First glance: C++17, part 2

Last time, we got a glimpse of what the future of C++ will look like from the language perspective. But programming isn’t just about the language, so here are some of the highlights of the C++ Standard Library. It’s getting a bit of a makeover, as you’ll see, but not enough to cover its roots.


Without even looking through the whole list of changes and additions, I already knew this was the big one, at least for me. The variant is a type-safe (or tagged) union. It’s an object that holds a value of one type chosen from a compile-time list. You know, like C’s union. Except variant keeps track of what kind of value it’s holding at the moment, and it’ll stop you from doing bad things:

variant<int, double> v;
v = 42;

// This works...
auto w = get<int> v;    // w = 42

// ...but this one throws an error
auto u = get<double> v; // nope!

Optional values

This one’s similar, and it was supposed to be in C++14. An optional is either a value, or it’s not. In that, it’s like Haskell’s Maybe. You can use it to hold the value of a function that can fail, and it works like an error signal. When converted to a boolean (as in an if), it acts as true if it contains a value, or false if it doesn’t. Not huge, but a bit of a time-saver:

optional<unsigned int> i;

// some function that can return an int or fail
i = f();

if (i)
    // work with a proper value
    // handle an error condition

Any values

The third of this little trinity is any, an object that can—as you might imagine—hold a value of any type. You’re expected to access the value through the any_cast function, which will throw an exception if you try the wrong type. It’s not quite a dynamic variable, but it’s pretty close, and it’ll likely be faster.


If you’ve ever used JavaScript, you know about its apply method. Well, C++ will soon have something similar, but it’s a free function. It calls a function (or object or lambda or whatever) with a tuple of arguments, expanding the tuple as if it were a parameter pack.


Yes, C++ lacked a standard way of searching a sequence for a value until now. Rather, it lacked a general way of searching for a value. Some searches can be made faster by using a different algorithm, and that’s how C++17 upgrades std::search. And they’re nice enough to give you a couple to get started: bayer_moore_searcher and bayer_moore_horspool_searcher. No points for guessing which algorithms those use.

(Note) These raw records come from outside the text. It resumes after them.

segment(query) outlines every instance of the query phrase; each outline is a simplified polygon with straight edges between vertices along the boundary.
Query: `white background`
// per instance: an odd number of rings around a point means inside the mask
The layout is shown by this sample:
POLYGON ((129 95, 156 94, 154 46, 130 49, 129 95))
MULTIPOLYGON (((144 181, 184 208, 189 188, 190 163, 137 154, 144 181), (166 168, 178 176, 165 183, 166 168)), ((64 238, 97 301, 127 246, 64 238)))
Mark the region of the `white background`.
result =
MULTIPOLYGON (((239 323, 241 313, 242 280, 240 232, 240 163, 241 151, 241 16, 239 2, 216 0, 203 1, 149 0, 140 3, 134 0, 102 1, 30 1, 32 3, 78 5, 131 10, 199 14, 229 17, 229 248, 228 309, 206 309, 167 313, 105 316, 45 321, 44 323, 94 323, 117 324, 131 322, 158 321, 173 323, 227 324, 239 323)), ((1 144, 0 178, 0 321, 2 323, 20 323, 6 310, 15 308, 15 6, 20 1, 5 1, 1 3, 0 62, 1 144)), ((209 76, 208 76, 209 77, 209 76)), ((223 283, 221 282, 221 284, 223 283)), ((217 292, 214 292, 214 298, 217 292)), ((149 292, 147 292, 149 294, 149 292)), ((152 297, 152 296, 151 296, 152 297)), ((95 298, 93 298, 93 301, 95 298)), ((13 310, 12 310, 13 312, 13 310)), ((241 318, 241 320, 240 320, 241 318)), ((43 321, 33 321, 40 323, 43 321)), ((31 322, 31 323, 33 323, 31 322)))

It’s common to need to clamp a value to within certain bounds, but programming languages don’t seem to realize this. Libraries have functions to this, but languages rarely do. Well, C++ finally did it. That’ll instantly shave off 50% of the lines of code working with lighting and colors, and the rest of us will find some way to benefit.

Mathematical special functions

C++ is commonly used for numeric computation, but this set of functions is something else. They likely won’t be of interest to most programmers, but if you ever need a quick beta function or exponential integral, C++17 has got you covered.


Alright, I’ll admit, I was holding back. Everything above is great, but the real jewel in the C++17 Standard Library is the Filesystem library. If you’ve ever used Boost.Filesystem, you’re in luck! It’s the same thing, really, but it’s now standard. So everybody gets to use it. Files, paths, directories, copying, moving, deleting…it’s all here. It certainly took long enough.